# Is it possible to love a child that doesn't exist yet?



## Idreamofleah (Dec 6, 2014)

Ok so I don't know if I'm going a little bit mad but I feel like I know my future child already. Like I have a connection to her and I know her name. I'm not pregnant and never have been yet, but I feel like she's out there, somewhere and the pain of not being able to find her is what's making me sad. I constantly ask her in my mind why won't you come to me? Why arn't you here yet? I realise writing this makes me sound pretty mad but I just wondered if anyone else felt like this....or what it means. An quite new to this infertility world so not sure what's normal and what's not x


----------



## missowen (Feb 22, 2014)

There's a book called 'Spirit Babies' that I think you might like. It's by a medium who claimed that the spirits of babies travel with their parents before they are born. If you read that book what you're feeling will make perfect sense. Even if you don't end up believing in it I've been told it's still a very good read. As no one can prove it one way or the other why not believe something so lovely?


----------



## goldbunny (Mar 26, 2012)

i think that's lovely. when i was ttc i struggled all the time with the fact i couldn't imagine my child's face... i had no idea what they would be like, i could imagine myself as a mother but not imagine the child and it scared me because i thought i ought to be able to.  i think it's lovely that you feel this connection. i hope you find her soon. have you tried meditation? there are so many unknowns out there. so many strange connections. so much to wonder about.


----------



## sophiekh (Mar 12, 2014)

When I was TTC, I would feel like I had a connection to a child - a boy. I would oftern dream of him and my exH.
Having a family life. Had a name. Looked exactly like his father and had the same cheeky personality.
I never told anyone LOL   They would think i was psycho
Ive not been able to fall pregnant either


----------



## missowen (Feb 22, 2014)

Psycho is a bit strong Sophie ! Nothing wrong with dreaming. Sorry to read your sig, you've bean thru a v tough time


----------



## sophiekh (Mar 12, 2014)

thanks missownen, what doesnt kill makes you stronger i hope


----------



## Haydan (Oct 12, 2013)

i feel that way all the time


----------



## Daisy38 (Oct 25, 2010)

Hello,

In answere to the question massive YES in my mind that's why infertility is so painful, becuase I had grieve for the loss of the child that I couldn't bring to life.

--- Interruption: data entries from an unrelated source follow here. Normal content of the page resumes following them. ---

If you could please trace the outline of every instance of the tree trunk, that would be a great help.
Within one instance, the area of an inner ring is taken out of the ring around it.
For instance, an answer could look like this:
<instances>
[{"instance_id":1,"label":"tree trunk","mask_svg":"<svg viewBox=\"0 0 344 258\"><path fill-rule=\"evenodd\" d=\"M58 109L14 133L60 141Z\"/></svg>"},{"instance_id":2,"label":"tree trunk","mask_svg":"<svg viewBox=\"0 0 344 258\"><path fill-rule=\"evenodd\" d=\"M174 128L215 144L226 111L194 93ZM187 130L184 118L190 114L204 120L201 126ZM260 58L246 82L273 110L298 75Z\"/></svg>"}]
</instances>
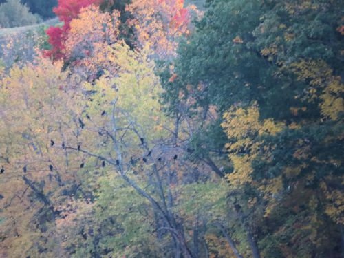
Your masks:
<instances>
[{"instance_id":1,"label":"tree trunk","mask_svg":"<svg viewBox=\"0 0 344 258\"><path fill-rule=\"evenodd\" d=\"M237 258L243 258L242 256L239 253L238 250L237 249L237 247L235 246L235 243L234 243L234 241L232 239L232 238L227 234L227 232L226 231L226 229L220 223L217 222L216 224L216 226L221 230L222 232L222 234L224 234L224 237L226 237L226 239L228 242L229 245L232 248L232 250L233 250L234 254Z\"/></svg>"},{"instance_id":2,"label":"tree trunk","mask_svg":"<svg viewBox=\"0 0 344 258\"><path fill-rule=\"evenodd\" d=\"M252 249L252 252L253 254L254 258L260 258L259 250L258 250L258 246L257 245L257 241L254 239L253 236L250 230L248 230L248 234L247 235L248 239L248 243Z\"/></svg>"}]
</instances>

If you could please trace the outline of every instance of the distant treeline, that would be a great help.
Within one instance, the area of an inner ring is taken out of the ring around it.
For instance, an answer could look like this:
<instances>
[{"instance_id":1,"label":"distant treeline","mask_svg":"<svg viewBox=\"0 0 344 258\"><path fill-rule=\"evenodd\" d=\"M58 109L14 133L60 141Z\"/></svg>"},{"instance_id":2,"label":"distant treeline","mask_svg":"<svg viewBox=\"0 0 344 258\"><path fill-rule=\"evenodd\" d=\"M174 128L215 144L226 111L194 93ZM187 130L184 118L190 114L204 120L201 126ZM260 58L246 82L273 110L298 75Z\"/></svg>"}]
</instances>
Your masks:
<instances>
[{"instance_id":1,"label":"distant treeline","mask_svg":"<svg viewBox=\"0 0 344 258\"><path fill-rule=\"evenodd\" d=\"M43 18L52 17L54 14L52 9L57 6L57 0L21 0L25 4L31 12L39 14ZM6 0L0 0L0 3L6 2Z\"/></svg>"}]
</instances>

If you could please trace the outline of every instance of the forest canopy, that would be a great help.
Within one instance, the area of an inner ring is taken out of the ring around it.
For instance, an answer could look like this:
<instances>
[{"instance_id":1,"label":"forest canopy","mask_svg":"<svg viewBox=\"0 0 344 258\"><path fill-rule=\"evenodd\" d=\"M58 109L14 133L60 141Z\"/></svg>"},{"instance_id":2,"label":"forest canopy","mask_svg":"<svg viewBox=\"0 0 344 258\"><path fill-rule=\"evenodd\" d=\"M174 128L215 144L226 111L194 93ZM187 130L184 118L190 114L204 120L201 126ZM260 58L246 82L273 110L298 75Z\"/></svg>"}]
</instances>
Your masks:
<instances>
[{"instance_id":1,"label":"forest canopy","mask_svg":"<svg viewBox=\"0 0 344 258\"><path fill-rule=\"evenodd\" d=\"M62 23L1 46L0 257L344 256L343 1L32 3Z\"/></svg>"}]
</instances>

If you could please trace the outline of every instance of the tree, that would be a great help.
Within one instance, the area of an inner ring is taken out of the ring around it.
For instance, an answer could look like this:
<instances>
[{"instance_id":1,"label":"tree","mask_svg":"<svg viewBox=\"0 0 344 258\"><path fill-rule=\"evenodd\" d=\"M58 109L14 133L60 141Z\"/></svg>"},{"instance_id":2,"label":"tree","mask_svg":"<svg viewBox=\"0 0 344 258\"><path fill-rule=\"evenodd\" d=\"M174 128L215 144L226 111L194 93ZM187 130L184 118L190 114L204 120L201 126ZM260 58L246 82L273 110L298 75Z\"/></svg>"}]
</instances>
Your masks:
<instances>
[{"instance_id":1,"label":"tree","mask_svg":"<svg viewBox=\"0 0 344 258\"><path fill-rule=\"evenodd\" d=\"M65 41L70 29L69 23L76 18L82 8L94 4L99 5L100 0L59 0L58 6L54 8L54 12L63 22L62 27L50 27L47 30L49 36L49 43L52 50L47 51L45 54L54 59L60 59L64 57L63 51L65 48Z\"/></svg>"},{"instance_id":2,"label":"tree","mask_svg":"<svg viewBox=\"0 0 344 258\"><path fill-rule=\"evenodd\" d=\"M334 243L341 237L336 229L341 222L336 224L342 203L334 200L341 186L331 182L342 181L336 166L342 155L342 3L212 1L207 6L177 61L161 72L169 112L184 107L189 119L201 120L215 106L218 119L201 123L190 145L195 160L211 157L215 146L217 153L228 154L230 213L244 230L247 225L248 242L252 230L259 249L251 245L255 257L262 250L264 257L340 255ZM209 133L221 123L227 139ZM215 165L224 158L217 155ZM290 241L302 247L290 248Z\"/></svg>"},{"instance_id":3,"label":"tree","mask_svg":"<svg viewBox=\"0 0 344 258\"><path fill-rule=\"evenodd\" d=\"M189 33L190 11L194 6L184 8L183 0L132 1L127 7L133 19L127 21L135 28L136 44L149 44L160 58L175 56L177 40Z\"/></svg>"}]
</instances>

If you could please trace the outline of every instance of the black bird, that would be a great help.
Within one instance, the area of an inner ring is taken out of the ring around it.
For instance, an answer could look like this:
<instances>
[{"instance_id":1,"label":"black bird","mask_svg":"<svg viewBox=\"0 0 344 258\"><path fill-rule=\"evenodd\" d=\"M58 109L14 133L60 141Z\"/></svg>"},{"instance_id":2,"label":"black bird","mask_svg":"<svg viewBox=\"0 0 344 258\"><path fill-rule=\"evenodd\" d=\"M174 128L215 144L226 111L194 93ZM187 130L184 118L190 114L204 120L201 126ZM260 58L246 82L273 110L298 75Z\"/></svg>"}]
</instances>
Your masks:
<instances>
[{"instance_id":1,"label":"black bird","mask_svg":"<svg viewBox=\"0 0 344 258\"><path fill-rule=\"evenodd\" d=\"M133 160L133 157L130 158L130 163L133 166L135 165L135 160Z\"/></svg>"},{"instance_id":2,"label":"black bird","mask_svg":"<svg viewBox=\"0 0 344 258\"><path fill-rule=\"evenodd\" d=\"M186 149L186 151L189 152L189 153L191 153L191 154L193 153L194 151L195 151L194 149L192 149L190 148Z\"/></svg>"},{"instance_id":3,"label":"black bird","mask_svg":"<svg viewBox=\"0 0 344 258\"><path fill-rule=\"evenodd\" d=\"M83 129L85 127L85 124L83 122L83 120L81 120L81 118L79 118L79 123L80 123L80 126L81 127L81 128Z\"/></svg>"}]
</instances>

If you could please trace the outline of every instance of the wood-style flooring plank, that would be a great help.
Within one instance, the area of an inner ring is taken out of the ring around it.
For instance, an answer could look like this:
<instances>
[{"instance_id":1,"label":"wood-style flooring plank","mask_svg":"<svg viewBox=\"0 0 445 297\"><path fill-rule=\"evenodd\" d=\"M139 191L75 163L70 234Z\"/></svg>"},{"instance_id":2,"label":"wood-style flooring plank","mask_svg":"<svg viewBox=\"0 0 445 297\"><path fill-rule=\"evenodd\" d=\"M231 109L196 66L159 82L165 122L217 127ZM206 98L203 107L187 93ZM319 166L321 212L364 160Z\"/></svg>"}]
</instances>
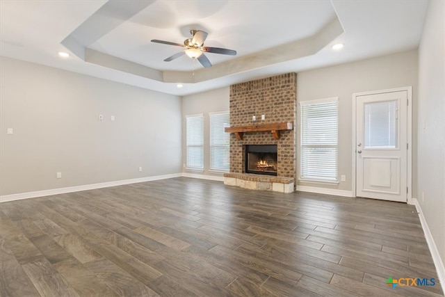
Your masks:
<instances>
[{"instance_id":1,"label":"wood-style flooring plank","mask_svg":"<svg viewBox=\"0 0 445 297\"><path fill-rule=\"evenodd\" d=\"M0 203L2 296L442 294L403 203L187 177Z\"/></svg>"},{"instance_id":2,"label":"wood-style flooring plank","mask_svg":"<svg viewBox=\"0 0 445 297\"><path fill-rule=\"evenodd\" d=\"M79 296L45 258L22 265L22 267L41 296Z\"/></svg>"}]
</instances>

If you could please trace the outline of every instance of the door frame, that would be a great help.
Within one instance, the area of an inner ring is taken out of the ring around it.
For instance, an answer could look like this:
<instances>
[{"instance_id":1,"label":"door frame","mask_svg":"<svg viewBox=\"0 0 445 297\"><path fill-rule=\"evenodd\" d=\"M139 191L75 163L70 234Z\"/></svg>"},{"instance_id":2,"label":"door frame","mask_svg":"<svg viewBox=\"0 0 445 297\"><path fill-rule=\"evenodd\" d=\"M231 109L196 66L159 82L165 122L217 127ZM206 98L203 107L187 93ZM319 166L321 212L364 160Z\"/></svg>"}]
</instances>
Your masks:
<instances>
[{"instance_id":1,"label":"door frame","mask_svg":"<svg viewBox=\"0 0 445 297\"><path fill-rule=\"evenodd\" d=\"M407 142L408 150L407 151L407 203L414 204L412 199L412 86L403 88L395 88L387 90L380 90L369 92L361 92L353 93L353 197L357 197L357 97L368 95L376 95L385 93L406 91L408 99L407 108ZM401 144L400 144L401 145ZM403 191L400 189L400 191Z\"/></svg>"}]
</instances>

This includes embryo's that didn't make it, as well as not having the capacity to naturally bring my children to life for the many years before I was able to have them.

Daisy xxx


----------



## LittleL77 (Jul 14, 2012)

There could be something in this. I imagined what my baby would look like when I was pregnant and when I gave birth I was right!!! I felt like I already knew her x


----------



## missowen (Feb 22, 2014)

Ah how lovely Little 77. This is such a lovely thread.


----------